When University President Milton Glick joined Nevada in 2006, he issued a challenge to recruit more National Merit Scholars. Following a two-year effort to recruit these highly qualified and academically well-prepared students, Nevada now joins the sponsor schools included as part of recruitment materials sent to students across the country who are contending for National Merit Scholarships. Currently, nearly 300 corporations, company foundations and businesses and about 200 colleges and universities provide National Merit scholarships.

“Really bright students lift the level of the educational experience for everyone,” said University President Milton Glick. “As you achieve a critical mass of these students, teachers begin to teach differently. They have higher expectations and students respond accordingly.”

The University’s student body currently includes 17 National Merit Scholars, the largest number ever enrolled at Nevada. The National Merit Scholarship Corporation requires each sponsoring school to award at least three National Merit Scholarships each year.

Scholarships make a difference in the University’s ability to attract and retain the best and brightest students. Reno High School graduate and double English, French major, Leanne Howard, worked hard to earn her National Merit Scholarship and first-year sophomore status, but said it was worth it.

“I’m just really appreciative of the scholarship,” Howard said. “It’s done a lot of good for my family, and me, especially now when things are going so downhill economically. I’m definitely glad I’m here.”

The scholarship is $15,000 per year for four years of undergraduate study which covers tuition, fees, automatic entry into the Honors Program, room and board in the honors wing of Argenta Hall, and books. Undergraduate research and University Studies Abroad Consortium (USAC) experiences are also available.

“I like the honors program because I love being in smaller classes,” Howard reflected. “That’s really helpful, especially in courses like Core Humanities. I like having that discussion and the one-on-one with the teacher. So I’ve really liked it here so far.”

Fellow National Merit Scholar Kathleen Phelan agrees. She graduated from Green Valley High School in Las Vegas last year and decided to come to Reno to study psychology and philosophy.

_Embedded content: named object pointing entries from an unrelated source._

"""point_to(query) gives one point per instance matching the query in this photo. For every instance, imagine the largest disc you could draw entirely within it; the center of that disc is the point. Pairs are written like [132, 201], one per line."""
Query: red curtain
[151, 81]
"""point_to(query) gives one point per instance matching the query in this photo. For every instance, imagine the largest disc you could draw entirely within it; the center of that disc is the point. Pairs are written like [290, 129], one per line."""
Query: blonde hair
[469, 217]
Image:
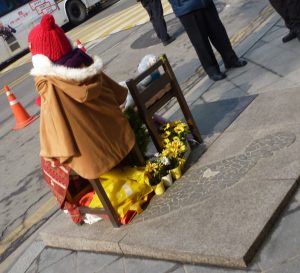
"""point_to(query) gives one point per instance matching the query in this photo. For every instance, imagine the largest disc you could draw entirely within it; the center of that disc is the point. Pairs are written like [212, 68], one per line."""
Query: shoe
[169, 40]
[290, 36]
[237, 63]
[217, 76]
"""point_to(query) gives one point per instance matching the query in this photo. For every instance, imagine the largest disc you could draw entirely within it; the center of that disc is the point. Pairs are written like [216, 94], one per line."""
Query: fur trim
[42, 66]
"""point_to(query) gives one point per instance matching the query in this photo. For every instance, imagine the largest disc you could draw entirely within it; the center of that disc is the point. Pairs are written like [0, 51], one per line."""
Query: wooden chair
[156, 94]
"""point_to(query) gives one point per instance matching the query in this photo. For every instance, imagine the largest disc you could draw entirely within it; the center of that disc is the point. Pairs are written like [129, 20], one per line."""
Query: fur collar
[42, 66]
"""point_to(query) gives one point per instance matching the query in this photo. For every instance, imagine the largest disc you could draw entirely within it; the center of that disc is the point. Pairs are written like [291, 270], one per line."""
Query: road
[25, 202]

“I decided for sure when I saw the campus,” said Phelan, who writes for the University’s student newspaper, The Nevada Sagebrush. “I love all the brick buildings; it looks very collegiate.”

High school students must have taken the Preliminary SAT (PSAT) to be eligible for selection as a National Merit Finalist. Scholarships awarded through National Merit programs are regarded as some of the highest academic honors attainable by U.S. high school students. Last year National Merit awarded scholarships valued at over $52 million to more than 10,800 qualified students.

“I had a few schools offering a full ride (scholarship) because of National Merit, but I’m happy with the University of Nevada, Reno,” Phelan said. “It’s been fairly easy to have the college experience I wanted and to get involved.”